Exacerbating the rebalancing problem, there is a powerful headwind created by simple math. When a stock falls 10 percent, you need an 11 percent gain to make up the loss. Likewise, you need a 25 percent gain to make up for a 20 percent decline. The S&P 500 might indeed gain 10 percent over the next three months, but along the way it will most likely slip sharply on some trading days—1.5 percent here, 2 percent there. Over the three months, those declines will eat up a lot of the gains.

And that's where the naïve investor gets nailed. "You can make the bet correctly—the S&P was actually up 10 percent," says Nadig of IndexUniverse. "But if the way it got there was on a bumpy road, these daily-reset products will kill you."

The only way you're likely to double the performance of the S&P over the three months with your 200 percent leveraged fund is if the index rises in something close to a straight line. But straight lines are not very common in any universe where most of us are likely to invest, and most of us don't have the wherewithal to rebalance our portfolios every day.

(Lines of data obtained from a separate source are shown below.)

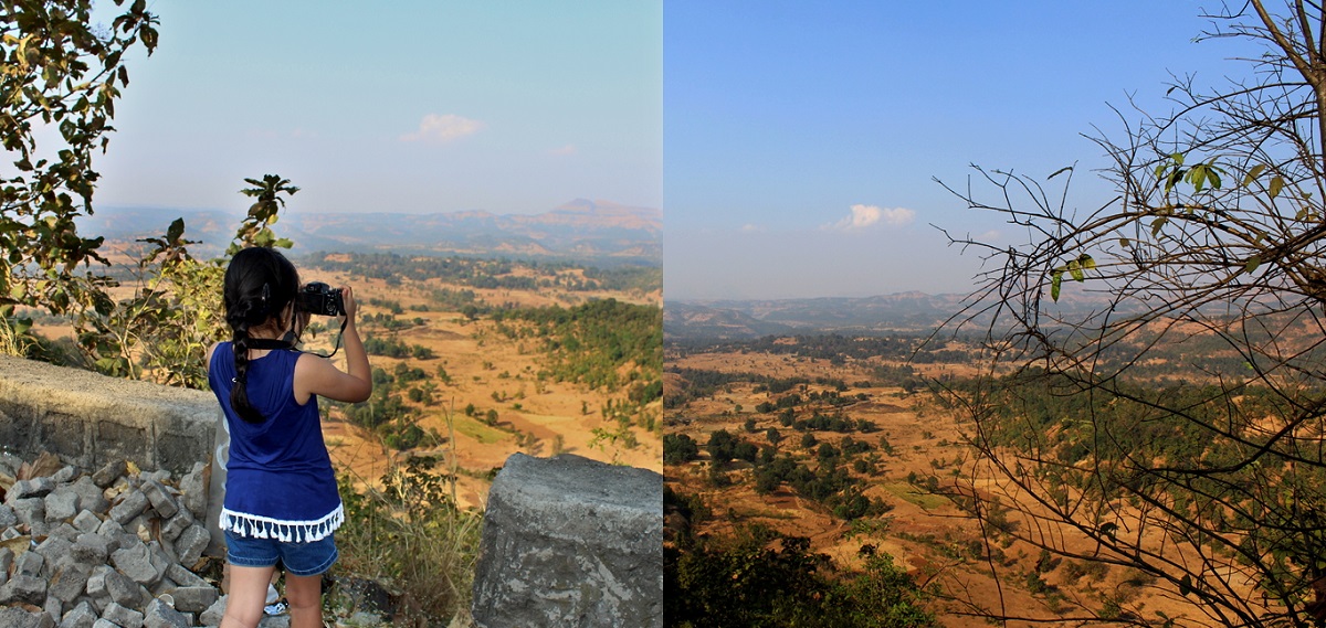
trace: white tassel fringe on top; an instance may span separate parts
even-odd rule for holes
[[[273,519],[223,507],[220,525],[221,530],[229,530],[240,537],[276,539],[282,543],[312,543],[328,538],[343,522],[345,509],[337,503],[335,510],[316,521]]]

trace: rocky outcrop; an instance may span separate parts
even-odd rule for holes
[[[204,469],[86,474],[0,453],[0,627],[219,624],[220,592],[191,571],[211,539]]]
[[[220,416],[207,391],[0,356],[0,444],[24,458],[50,452],[84,469],[127,460],[183,474],[211,456]]]
[[[648,469],[513,454],[488,494],[475,624],[662,627],[662,509]]]

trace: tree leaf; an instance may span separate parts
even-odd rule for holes
[[[1151,223],[1151,237],[1159,236],[1160,235],[1160,229],[1163,229],[1164,224],[1168,223],[1168,221],[1170,221],[1170,219],[1167,219],[1164,216],[1160,216],[1159,219],[1155,219],[1155,221]]]
[[[1280,176],[1274,176],[1274,178],[1270,179],[1270,189],[1269,189],[1269,192],[1270,192],[1270,197],[1272,199],[1274,199],[1276,196],[1280,196],[1280,191],[1284,189],[1284,188],[1285,188],[1285,179],[1282,179]]]
[[[1252,185],[1252,182],[1257,180],[1257,178],[1261,176],[1262,171],[1265,170],[1266,164],[1264,163],[1253,166],[1252,170],[1248,171],[1248,176],[1244,176],[1244,187]]]
[[[170,228],[166,229],[166,241],[178,242],[179,236],[183,235],[184,235],[184,219],[183,217],[175,219],[175,221],[170,224]]]

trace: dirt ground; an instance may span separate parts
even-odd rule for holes
[[[423,326],[396,333],[387,333],[373,323],[361,325],[361,335],[394,337],[407,344],[422,344],[434,351],[436,358],[392,359],[369,356],[374,367],[391,372],[400,362],[422,368],[438,387],[435,403],[418,407],[418,425],[426,432],[436,431],[442,437],[436,443],[426,443],[410,453],[387,452],[365,431],[345,423],[335,413],[324,425],[324,437],[332,452],[333,462],[363,481],[379,478],[391,464],[403,456],[440,454],[443,469],[452,465],[457,469],[457,501],[461,506],[481,506],[491,485],[489,473],[500,468],[512,453],[524,452],[530,456],[553,456],[573,453],[603,462],[642,466],[656,472],[663,470],[663,444],[658,435],[635,429],[639,444],[626,448],[607,441],[595,443],[594,428],[606,427],[599,413],[609,399],[621,399],[625,391],[590,391],[583,384],[538,382],[536,374],[541,368],[541,352],[537,340],[512,340],[493,330],[493,323],[480,318],[468,321],[456,311],[410,311],[411,305],[430,305],[430,290],[447,286],[440,282],[403,282],[387,285],[381,280],[363,280],[329,273],[305,272],[304,281],[325,281],[333,286],[351,285],[361,303],[363,315],[387,313],[386,309],[369,305],[369,299],[390,299],[399,302],[404,314],[398,319],[414,321],[422,318]],[[560,293],[560,291],[518,291],[518,290],[475,290],[477,297],[491,303],[518,303],[537,307],[549,305],[568,306],[572,299],[617,298],[626,302],[652,302],[658,295],[633,295],[625,293]],[[330,321],[330,319],[329,319]],[[310,342],[309,347],[325,351],[330,334]],[[339,355],[334,359],[339,359]],[[343,362],[338,362],[343,367]],[[451,383],[436,378],[438,367],[443,367]],[[398,387],[400,388],[400,387]],[[497,401],[493,395],[497,395]],[[473,404],[476,416],[467,416],[464,408]],[[581,409],[587,412],[582,413]],[[489,408],[499,415],[497,425],[491,427],[477,416]],[[662,403],[656,401],[648,409],[662,417]],[[532,444],[521,446],[517,435],[533,435]]]
[[[382,306],[370,305],[370,299],[399,302],[406,311],[398,314],[400,321],[423,319],[422,326],[400,331],[387,331],[381,325],[361,322],[361,337],[373,334],[378,338],[395,338],[407,344],[422,344],[434,351],[436,358],[391,359],[369,356],[374,367],[391,372],[400,362],[422,368],[436,386],[434,403],[422,407],[412,405],[419,415],[418,425],[424,432],[436,431],[439,439],[428,439],[424,445],[410,452],[391,452],[382,446],[371,433],[346,423],[339,412],[333,411],[324,421],[324,439],[338,470],[347,472],[362,484],[378,484],[378,480],[394,464],[406,456],[440,456],[439,472],[451,473],[457,478],[456,498],[463,507],[481,507],[487,501],[491,474],[516,452],[548,457],[556,453],[572,453],[610,464],[640,466],[656,472],[663,470],[663,444],[658,433],[635,428],[635,446],[595,440],[594,429],[607,427],[599,409],[610,399],[622,399],[626,391],[591,391],[583,384],[540,382],[542,354],[537,339],[511,340],[493,330],[492,321],[480,317],[468,321],[457,311],[410,311],[411,305],[428,305],[431,290],[439,288],[467,289],[467,286],[447,285],[439,281],[404,281],[389,285],[383,280],[365,280],[355,276],[324,273],[316,269],[301,269],[301,280],[324,281],[332,286],[350,285],[359,302],[362,317],[387,314]],[[633,303],[662,302],[662,293],[630,294],[619,291],[574,291],[565,290],[475,290],[479,299],[489,303],[517,303],[538,307],[561,305],[569,307],[590,298],[617,298]],[[115,298],[133,294],[131,286],[117,289]],[[325,326],[333,326],[334,319],[322,318]],[[65,326],[37,325],[37,333],[50,338],[70,337]],[[330,352],[334,333],[317,337],[305,334],[305,348]],[[345,368],[343,354],[333,356],[334,363]],[[446,368],[451,383],[443,383],[438,367]],[[396,386],[403,395],[404,387]],[[497,395],[495,399],[493,395]],[[500,401],[499,401],[500,399]],[[475,416],[467,416],[464,408],[473,404]],[[496,409],[496,425],[488,425],[479,419],[488,409]],[[583,412],[582,412],[583,409]],[[646,408],[658,421],[662,421],[662,401]],[[614,424],[615,425],[615,424]],[[517,443],[518,435],[525,436],[524,445]]]
[[[777,378],[825,376],[849,383],[869,379],[869,364],[847,363],[835,367],[827,360],[753,352],[670,355],[664,358],[664,363],[668,367],[756,372]],[[956,364],[924,367],[931,376],[941,372],[967,375],[971,370]],[[666,386],[670,388],[682,386],[682,382],[670,374]],[[753,490],[751,465],[745,462],[731,465],[731,469],[735,469],[733,477],[741,478],[733,486],[711,488],[704,470],[708,456],[703,452],[709,432],[727,429],[757,445],[764,445],[766,444],[764,433],[769,428],[778,428],[784,435],[780,445],[782,450],[798,446],[796,443],[798,433],[782,427],[777,413],[753,411],[757,404],[773,401],[782,395],[754,392],[753,388],[754,386],[748,383],[733,384],[717,391],[712,397],[692,400],[683,408],[667,411],[670,423],[666,431],[686,433],[701,445],[699,461],[668,465],[664,470],[666,481],[674,490],[699,493],[711,505],[713,521],[704,523],[701,533],[723,535],[731,533],[736,525],[758,522],[784,534],[808,537],[815,551],[825,552],[838,564],[846,566],[861,563],[859,549],[863,543],[874,545],[906,566],[919,584],[941,586],[952,599],[940,603],[936,611],[941,623],[949,627],[988,625],[981,617],[965,615],[973,605],[1005,608],[1009,615],[1037,619],[1032,623],[1008,625],[1078,625],[1066,617],[1081,616],[1081,607],[1099,609],[1105,596],[1120,595],[1130,600],[1126,609],[1140,608],[1142,615],[1148,619],[1156,617],[1156,612],[1163,612],[1170,617],[1184,617],[1187,625],[1204,625],[1209,621],[1191,600],[1163,595],[1159,590],[1148,587],[1139,574],[1122,567],[1110,568],[1102,578],[1082,576],[1069,582],[1061,566],[1042,574],[1044,580],[1058,591],[1057,599],[1052,600],[1044,594],[1033,595],[1026,586],[1026,574],[1036,571],[1040,549],[1021,541],[997,543],[1005,556],[1005,564],[998,566],[998,576],[992,576],[988,562],[971,556],[969,547],[973,543],[988,547],[977,522],[963,515],[947,498],[910,484],[908,474],[915,473],[919,477],[936,474],[948,485],[961,478],[965,486],[975,486],[985,494],[1000,494],[1005,503],[1016,501],[1030,513],[1038,513],[1038,507],[1029,496],[996,485],[991,472],[972,462],[971,450],[964,444],[963,428],[951,413],[939,409],[927,396],[908,395],[900,388],[851,387],[847,393],[865,392],[869,400],[843,408],[846,416],[867,419],[879,428],[874,433],[851,433],[853,439],[866,440],[876,446],[887,439],[894,448],[894,454],[882,456],[882,472],[867,480],[869,489],[866,489],[866,496],[880,497],[892,506],[887,514],[867,518],[865,525],[850,525],[830,517],[823,506],[798,497],[786,485],[768,496],[760,496]],[[808,390],[823,388],[810,384]],[[754,429],[751,433],[744,429],[748,419],[754,419]],[[815,436],[821,441],[830,443],[837,443],[842,437],[831,432],[815,432]],[[1029,517],[1018,518],[1017,510],[1020,509],[1012,509],[1009,517],[1016,525],[1022,526],[1022,530],[1044,526],[1044,522]],[[1059,539],[1059,543],[1070,551],[1086,555],[1097,551],[1091,542],[1071,530],[1053,529],[1044,530],[1044,534]],[[1159,539],[1150,539],[1148,545],[1159,547]],[[1249,595],[1252,595],[1250,588]],[[1074,613],[1074,609],[1078,612]]]

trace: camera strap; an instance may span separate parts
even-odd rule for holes
[[[341,333],[337,334],[337,337],[335,337],[335,347],[332,347],[332,352],[330,354],[322,355],[322,354],[317,354],[317,352],[313,352],[313,351],[309,351],[309,352],[313,354],[313,355],[317,355],[320,358],[330,358],[330,356],[335,355],[337,351],[341,351],[341,338],[345,335],[345,327],[349,323],[350,323],[349,318],[346,318],[345,321],[341,321]],[[297,340],[298,340],[298,337],[294,335],[294,331],[286,331],[285,335],[281,337],[280,339],[277,339],[277,338],[249,338],[248,346],[249,346],[249,348],[267,348],[267,350],[280,351],[280,350],[286,350],[286,348],[294,348],[294,343]]]
[[[271,348],[271,350],[294,348],[294,343],[286,340],[285,338],[281,339],[249,338],[248,346],[249,348]]]

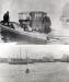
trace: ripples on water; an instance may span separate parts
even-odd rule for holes
[[[69,75],[65,63],[0,65],[0,82],[65,82]],[[26,68],[30,73],[25,73]],[[66,78],[67,77],[67,78]],[[69,79],[69,78],[68,78]]]

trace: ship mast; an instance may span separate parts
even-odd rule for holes
[[[20,45],[20,59],[22,59],[21,45]]]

Even the folks at Direxion, a major issuer of leveraged ETFs, agree that they're not for most investors. "If you're someone with a long-term buy-and-hold objective, they're definitely not suited for you," says Andy O'Rourke, Direxion's chief marketing officer. "These are trading vehicles. They're for people trying to trade the market on a short-term basis."

There's another hurdle as well: taxes. "If the end investor wants to use [a leveraged ETF] appropriately, they have to trade every single day," says Paul Justice, Morningstar's director of ETF research for North America. "That means any of the gains you capture are going to be taxed under short-term capital gains." While long-term capital gains are taxed at 15 percent, short-term trading gains can be taxed at a hefty 35 percent—a formidable obstacle for even the most savvy trader.